Восходить можно только силами Абсолюта. Восходить силами Абсолюта—значит преображаться по соизволению Божию. Прибавьте к этому «реальное», телесное, жизненное преображение (вместо чисто умного, какое есть в молитве), и—вы получите категорию Таинства. Таинство в религии отрицает только тот, кто в философии стал бы отрицать вообще чисто жизненное и душевное начало, а в социологии стал, бы признавать только абстрактно–идеальные категории. То и другое есть определенный либерально–буржуазный период в истории философии—протестантская абстрактная метафизика, превратившая все бытие в абстрактный, неподвижный, оцепеневший Дух.

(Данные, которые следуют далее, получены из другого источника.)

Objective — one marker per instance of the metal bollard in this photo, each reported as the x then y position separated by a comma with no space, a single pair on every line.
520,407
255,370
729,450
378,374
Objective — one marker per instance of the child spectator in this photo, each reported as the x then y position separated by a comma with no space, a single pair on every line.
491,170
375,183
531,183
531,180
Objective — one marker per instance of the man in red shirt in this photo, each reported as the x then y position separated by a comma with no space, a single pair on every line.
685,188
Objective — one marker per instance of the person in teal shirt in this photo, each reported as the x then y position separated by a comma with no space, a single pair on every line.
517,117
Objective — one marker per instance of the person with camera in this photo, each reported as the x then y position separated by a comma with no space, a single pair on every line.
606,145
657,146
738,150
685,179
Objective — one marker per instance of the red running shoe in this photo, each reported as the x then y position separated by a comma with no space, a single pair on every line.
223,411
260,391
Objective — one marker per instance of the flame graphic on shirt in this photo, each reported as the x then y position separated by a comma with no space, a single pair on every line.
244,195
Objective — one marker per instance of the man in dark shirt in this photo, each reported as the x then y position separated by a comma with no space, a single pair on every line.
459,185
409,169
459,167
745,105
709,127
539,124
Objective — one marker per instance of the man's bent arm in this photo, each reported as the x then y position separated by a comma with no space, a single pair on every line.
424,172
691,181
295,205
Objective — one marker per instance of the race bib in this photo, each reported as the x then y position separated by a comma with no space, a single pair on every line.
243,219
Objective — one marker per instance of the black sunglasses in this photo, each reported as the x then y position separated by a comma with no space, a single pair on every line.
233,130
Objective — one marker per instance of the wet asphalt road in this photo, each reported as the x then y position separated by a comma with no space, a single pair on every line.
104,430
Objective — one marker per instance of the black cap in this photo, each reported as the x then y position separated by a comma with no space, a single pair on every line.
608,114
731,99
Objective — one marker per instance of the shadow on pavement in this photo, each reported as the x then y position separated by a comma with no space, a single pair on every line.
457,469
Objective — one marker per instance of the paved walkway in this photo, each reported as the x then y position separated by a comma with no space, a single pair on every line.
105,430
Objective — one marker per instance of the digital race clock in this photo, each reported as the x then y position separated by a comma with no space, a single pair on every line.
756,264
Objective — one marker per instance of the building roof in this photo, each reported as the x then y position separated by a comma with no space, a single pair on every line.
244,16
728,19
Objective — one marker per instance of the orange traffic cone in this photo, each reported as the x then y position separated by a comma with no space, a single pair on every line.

Отношение между Молитвой и Таинством в религии точно такое же, какое существует в науке между теорией и техникой. Пусть все эти люди науки и техники сначала сами откажутся от всякой техники и ограничатся одними теоретическими выкладками, а потом упрекают религию в том, что она требует таинств. Исключить таинства из религии—значит художника ограничить одним созерцанием искусства и запретить ему реальное творчество. Это значит уничтожить в социальном мире всякое производство и заставить всех только мыслить и говорить. Наконец, это значит запретить людям рождать детей и заставить их только мыслить рождение и разговаривать о рождении. И вот до такой именно нелепости й додумался протестантизм. На этом еще и еще раз видна индивидуалистическая природа новейшего, возрожденского мировоззрения. В экономике этот индивидуализм действительно разрывает созерцание и творчество, управление производством и самое производство, т. е. превращается в капитализм. Капитализм же создает и суррогат синтеза творчества и созерцания, производства и организации—в технике, где абстрактный человек объединен с абстрактным производством. Борьба против таинств есть чистейший продукт либеральнобуржуазной, капиталистической Европы, давшей вместо жизненного и благодатного творчества сухую абстракцию техники. Техника—либерально–буржуазная обезьяна Таинства.

Так или иначе, но мы теперь видим, что Спасение, Молитва и Таинства суть самые обыкновенные, самые понятные, самые примитивные и житейски непосредственные категории, которыми оперирует живой человек.